### **Initialization**

I use these 3 lines of code on top of my each notebook because it won't cause any trouble while reloading or reworking on the Project or Problem. And the third line of code helps to make visualization within the Notebook.

In [1]:
# Initialization.
# I use these 3 lines of code on top of each Notebooks.
%reload_ext autoreload
%autoreload 2
%matplotlib inline

### **Downloading the Dependencies**

In [2]:
# Downloading all the necessary Libraries and Dependencies
import pandas as pd
import numpy as np
import matplotlib.pyplot as plt
import os
import re, math, graphviz, scipy
import seaborn as sns

# I will use XGboost in this Project because the Dataset has Timeseries Data.
from sklearn.linear_model import LogisticRegression
import xgboost as xgb
from xgboost import XGBRegressor
from xgboost import plot_importance

# I will also use the Fastai API in this Project for Data Preprocessing and Data Preparation
from pandas.api.types import is_string_dtype, is_numeric_dtype
from IPython.display import display
from sklearn.ensemble import forest
from sklearn_pandas import DataFrameMapper
from sklearn.preprocessing import LabelEncoder, StandardScaler
from scipy.cluster import hierarchy as hc
from plotnine import *
from sklearn import metrics
from concurrent.futures import ProcessPoolExecutor

  import pandas.util.testing as tm


### **Getting the Data**

I have downloaded the Data from one of the **Kaggle** competition Dataset, **Predict Future Sales**. And I have used Google Colab so the act of reading Data might be different on different platforms.

In [3]:
# Loading the Data
# I am using Colab for this Project so accessing the Data might be different in different platforms.
path = "/content/drive/My Drive/Predict Future Sales"

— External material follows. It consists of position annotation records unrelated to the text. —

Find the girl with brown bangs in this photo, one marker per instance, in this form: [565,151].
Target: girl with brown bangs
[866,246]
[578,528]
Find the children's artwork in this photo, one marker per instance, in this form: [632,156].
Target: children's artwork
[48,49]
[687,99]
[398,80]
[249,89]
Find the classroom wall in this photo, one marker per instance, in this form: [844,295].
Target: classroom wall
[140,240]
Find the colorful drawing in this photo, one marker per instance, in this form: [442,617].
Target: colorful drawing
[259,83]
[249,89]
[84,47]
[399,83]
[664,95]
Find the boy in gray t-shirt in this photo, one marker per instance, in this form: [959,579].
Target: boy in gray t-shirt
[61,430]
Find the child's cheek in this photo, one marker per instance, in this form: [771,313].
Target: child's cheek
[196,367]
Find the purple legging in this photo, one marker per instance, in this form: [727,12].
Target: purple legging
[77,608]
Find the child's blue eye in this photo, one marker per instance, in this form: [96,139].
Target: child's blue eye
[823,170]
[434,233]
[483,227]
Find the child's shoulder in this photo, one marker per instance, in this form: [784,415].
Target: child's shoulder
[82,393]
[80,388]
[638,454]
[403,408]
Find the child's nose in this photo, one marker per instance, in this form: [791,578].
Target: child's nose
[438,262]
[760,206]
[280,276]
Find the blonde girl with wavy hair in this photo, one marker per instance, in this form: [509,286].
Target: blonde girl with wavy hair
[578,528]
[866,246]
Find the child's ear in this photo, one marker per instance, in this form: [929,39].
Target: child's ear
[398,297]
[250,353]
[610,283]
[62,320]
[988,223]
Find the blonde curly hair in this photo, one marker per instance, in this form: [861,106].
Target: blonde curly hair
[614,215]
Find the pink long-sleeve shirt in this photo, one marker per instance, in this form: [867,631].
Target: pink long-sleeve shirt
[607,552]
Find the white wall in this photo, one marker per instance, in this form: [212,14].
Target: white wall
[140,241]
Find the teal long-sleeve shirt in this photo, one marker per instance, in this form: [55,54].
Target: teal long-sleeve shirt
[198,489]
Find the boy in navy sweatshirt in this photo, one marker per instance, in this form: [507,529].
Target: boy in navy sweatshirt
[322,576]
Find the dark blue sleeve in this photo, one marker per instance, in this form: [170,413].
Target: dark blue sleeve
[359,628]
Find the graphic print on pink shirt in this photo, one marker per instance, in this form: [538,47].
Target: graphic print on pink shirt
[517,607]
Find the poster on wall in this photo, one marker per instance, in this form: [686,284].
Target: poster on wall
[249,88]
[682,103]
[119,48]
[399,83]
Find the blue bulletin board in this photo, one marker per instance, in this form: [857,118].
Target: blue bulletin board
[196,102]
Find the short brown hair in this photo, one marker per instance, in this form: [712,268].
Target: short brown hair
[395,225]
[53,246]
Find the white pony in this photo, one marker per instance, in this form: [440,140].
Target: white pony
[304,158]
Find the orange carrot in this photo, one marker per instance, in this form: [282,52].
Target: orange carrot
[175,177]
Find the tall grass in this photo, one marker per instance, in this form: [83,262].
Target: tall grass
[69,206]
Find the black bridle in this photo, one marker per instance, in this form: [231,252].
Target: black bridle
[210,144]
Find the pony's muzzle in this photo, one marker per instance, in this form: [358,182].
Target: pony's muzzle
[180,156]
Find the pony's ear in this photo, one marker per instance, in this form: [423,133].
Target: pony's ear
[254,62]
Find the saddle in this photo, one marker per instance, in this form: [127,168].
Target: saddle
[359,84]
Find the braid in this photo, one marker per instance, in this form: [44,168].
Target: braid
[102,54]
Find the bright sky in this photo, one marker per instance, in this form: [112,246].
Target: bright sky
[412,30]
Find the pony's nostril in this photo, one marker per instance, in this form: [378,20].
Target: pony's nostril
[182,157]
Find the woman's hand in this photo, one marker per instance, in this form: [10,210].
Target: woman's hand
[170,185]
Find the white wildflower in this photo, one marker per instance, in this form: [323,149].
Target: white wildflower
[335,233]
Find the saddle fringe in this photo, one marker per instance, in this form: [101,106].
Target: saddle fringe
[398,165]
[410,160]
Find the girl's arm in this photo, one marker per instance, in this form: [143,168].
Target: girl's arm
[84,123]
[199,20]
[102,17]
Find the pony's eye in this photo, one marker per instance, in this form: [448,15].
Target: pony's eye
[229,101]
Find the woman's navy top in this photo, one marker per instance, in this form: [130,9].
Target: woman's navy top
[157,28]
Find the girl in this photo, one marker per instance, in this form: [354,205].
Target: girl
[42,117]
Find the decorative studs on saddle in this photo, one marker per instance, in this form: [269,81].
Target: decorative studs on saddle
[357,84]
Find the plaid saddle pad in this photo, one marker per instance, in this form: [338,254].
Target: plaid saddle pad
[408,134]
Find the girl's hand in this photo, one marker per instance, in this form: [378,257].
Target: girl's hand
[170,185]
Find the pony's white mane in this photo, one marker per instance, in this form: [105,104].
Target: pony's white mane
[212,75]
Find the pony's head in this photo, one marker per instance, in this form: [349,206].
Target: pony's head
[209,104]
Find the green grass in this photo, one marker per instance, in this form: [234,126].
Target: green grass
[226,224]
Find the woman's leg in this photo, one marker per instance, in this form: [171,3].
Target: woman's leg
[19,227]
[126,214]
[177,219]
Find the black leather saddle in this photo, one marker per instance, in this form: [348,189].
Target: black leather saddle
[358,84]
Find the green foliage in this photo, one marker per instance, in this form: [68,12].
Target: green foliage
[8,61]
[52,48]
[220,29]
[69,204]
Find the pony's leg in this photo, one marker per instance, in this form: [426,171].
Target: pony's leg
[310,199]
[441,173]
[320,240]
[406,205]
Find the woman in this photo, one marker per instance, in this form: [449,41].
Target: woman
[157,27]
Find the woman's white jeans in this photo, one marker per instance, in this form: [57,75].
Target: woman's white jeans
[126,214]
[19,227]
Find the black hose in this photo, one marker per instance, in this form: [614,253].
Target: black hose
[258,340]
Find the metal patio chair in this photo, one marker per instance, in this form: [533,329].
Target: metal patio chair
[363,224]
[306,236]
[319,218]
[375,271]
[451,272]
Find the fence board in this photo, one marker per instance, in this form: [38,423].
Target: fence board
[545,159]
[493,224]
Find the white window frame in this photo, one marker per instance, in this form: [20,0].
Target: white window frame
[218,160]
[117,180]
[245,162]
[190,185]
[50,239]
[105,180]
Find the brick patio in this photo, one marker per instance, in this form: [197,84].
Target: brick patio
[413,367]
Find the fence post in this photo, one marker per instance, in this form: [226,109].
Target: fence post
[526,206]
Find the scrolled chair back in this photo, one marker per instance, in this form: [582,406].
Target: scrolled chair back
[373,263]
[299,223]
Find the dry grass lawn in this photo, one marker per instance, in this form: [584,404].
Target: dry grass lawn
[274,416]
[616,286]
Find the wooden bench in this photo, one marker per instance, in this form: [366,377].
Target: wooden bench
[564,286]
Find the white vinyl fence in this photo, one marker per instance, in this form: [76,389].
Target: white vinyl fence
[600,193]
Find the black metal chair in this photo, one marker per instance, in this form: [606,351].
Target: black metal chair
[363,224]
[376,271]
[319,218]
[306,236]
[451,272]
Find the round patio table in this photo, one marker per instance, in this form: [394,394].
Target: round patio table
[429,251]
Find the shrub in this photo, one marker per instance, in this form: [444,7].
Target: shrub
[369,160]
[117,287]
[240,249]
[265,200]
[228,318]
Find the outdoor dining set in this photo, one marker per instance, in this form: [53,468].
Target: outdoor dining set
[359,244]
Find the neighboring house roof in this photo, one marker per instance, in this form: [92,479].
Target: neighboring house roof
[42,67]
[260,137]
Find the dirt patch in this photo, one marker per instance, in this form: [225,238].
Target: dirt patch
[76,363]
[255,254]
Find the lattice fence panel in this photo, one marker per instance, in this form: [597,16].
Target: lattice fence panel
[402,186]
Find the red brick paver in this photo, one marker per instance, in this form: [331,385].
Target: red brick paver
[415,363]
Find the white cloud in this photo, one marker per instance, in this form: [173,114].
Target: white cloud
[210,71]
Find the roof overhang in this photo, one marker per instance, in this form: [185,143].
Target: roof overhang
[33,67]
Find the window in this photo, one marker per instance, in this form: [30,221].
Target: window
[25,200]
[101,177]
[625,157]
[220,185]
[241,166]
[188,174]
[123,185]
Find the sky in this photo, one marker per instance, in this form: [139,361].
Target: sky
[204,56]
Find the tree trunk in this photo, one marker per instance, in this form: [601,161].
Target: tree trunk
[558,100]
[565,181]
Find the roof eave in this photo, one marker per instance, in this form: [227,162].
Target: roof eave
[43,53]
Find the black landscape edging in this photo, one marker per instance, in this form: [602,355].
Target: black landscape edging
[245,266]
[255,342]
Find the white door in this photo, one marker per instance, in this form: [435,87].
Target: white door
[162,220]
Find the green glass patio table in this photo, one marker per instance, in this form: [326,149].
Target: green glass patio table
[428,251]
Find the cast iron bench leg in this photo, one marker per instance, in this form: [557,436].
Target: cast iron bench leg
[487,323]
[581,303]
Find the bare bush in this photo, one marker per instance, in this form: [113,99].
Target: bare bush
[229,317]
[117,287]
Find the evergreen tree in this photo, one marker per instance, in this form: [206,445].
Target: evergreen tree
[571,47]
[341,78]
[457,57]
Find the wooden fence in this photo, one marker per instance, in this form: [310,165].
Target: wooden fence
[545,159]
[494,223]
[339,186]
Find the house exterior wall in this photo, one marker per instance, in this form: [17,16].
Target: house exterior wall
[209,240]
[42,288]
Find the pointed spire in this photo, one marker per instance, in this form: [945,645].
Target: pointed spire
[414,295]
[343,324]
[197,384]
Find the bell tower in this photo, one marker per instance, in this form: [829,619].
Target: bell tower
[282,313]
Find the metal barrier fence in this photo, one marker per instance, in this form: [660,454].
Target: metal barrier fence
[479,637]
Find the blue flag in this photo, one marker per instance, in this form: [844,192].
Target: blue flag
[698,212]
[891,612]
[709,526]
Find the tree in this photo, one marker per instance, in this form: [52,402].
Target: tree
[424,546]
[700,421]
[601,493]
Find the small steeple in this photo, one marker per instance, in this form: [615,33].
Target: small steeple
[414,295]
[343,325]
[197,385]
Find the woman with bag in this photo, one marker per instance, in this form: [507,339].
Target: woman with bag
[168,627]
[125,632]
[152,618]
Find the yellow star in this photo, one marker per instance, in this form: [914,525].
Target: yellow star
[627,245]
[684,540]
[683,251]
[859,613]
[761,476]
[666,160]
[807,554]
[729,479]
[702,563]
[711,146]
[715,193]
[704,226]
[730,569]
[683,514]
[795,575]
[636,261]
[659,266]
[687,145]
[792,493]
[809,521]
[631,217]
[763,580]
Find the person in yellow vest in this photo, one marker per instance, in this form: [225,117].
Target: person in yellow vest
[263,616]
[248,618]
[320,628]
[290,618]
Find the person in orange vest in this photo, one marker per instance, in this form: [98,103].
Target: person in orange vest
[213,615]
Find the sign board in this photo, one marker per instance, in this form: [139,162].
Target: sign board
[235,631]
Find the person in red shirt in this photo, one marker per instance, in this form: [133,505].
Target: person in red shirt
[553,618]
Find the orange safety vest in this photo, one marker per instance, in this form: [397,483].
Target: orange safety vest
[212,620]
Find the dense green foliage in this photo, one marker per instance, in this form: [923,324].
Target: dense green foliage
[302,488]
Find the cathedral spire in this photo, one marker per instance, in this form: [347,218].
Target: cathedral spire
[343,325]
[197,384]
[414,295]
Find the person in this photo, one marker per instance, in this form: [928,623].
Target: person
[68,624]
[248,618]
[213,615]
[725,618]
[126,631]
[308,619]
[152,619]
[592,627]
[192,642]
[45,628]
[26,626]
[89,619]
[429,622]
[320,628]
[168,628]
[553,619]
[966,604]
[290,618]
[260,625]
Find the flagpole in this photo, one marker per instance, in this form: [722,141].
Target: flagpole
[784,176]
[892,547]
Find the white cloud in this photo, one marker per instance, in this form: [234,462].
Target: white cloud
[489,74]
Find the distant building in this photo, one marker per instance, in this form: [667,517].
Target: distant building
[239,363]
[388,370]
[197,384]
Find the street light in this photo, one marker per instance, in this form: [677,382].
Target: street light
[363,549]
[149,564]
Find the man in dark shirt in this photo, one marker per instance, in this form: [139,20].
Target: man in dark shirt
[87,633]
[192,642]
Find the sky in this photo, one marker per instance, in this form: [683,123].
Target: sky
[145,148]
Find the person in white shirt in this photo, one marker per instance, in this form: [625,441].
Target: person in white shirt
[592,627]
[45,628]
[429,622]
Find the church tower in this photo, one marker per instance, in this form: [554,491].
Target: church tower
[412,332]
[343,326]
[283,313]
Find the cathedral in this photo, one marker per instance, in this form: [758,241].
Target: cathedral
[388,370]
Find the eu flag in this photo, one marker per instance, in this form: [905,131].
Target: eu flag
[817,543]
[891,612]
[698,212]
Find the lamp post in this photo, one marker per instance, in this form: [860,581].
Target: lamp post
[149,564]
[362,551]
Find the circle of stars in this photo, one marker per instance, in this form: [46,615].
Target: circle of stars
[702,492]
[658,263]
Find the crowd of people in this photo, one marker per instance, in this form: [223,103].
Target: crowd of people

# Creating the DataFrames using Pandas
transactions = pd.read_csv(os.path.join(path, "sales_train.csv.zip"))
items = pd.read_csv(os.path.join(path, "items.csv.zip"))
item_categories = pd.read_csv(os.path.join(path, "item_categories.csv"))
shops = pd.read_csv(os.path.join(path, "shops.csv"))
test = pd.read_csv(os.path.join(path, "test.csv.zip"))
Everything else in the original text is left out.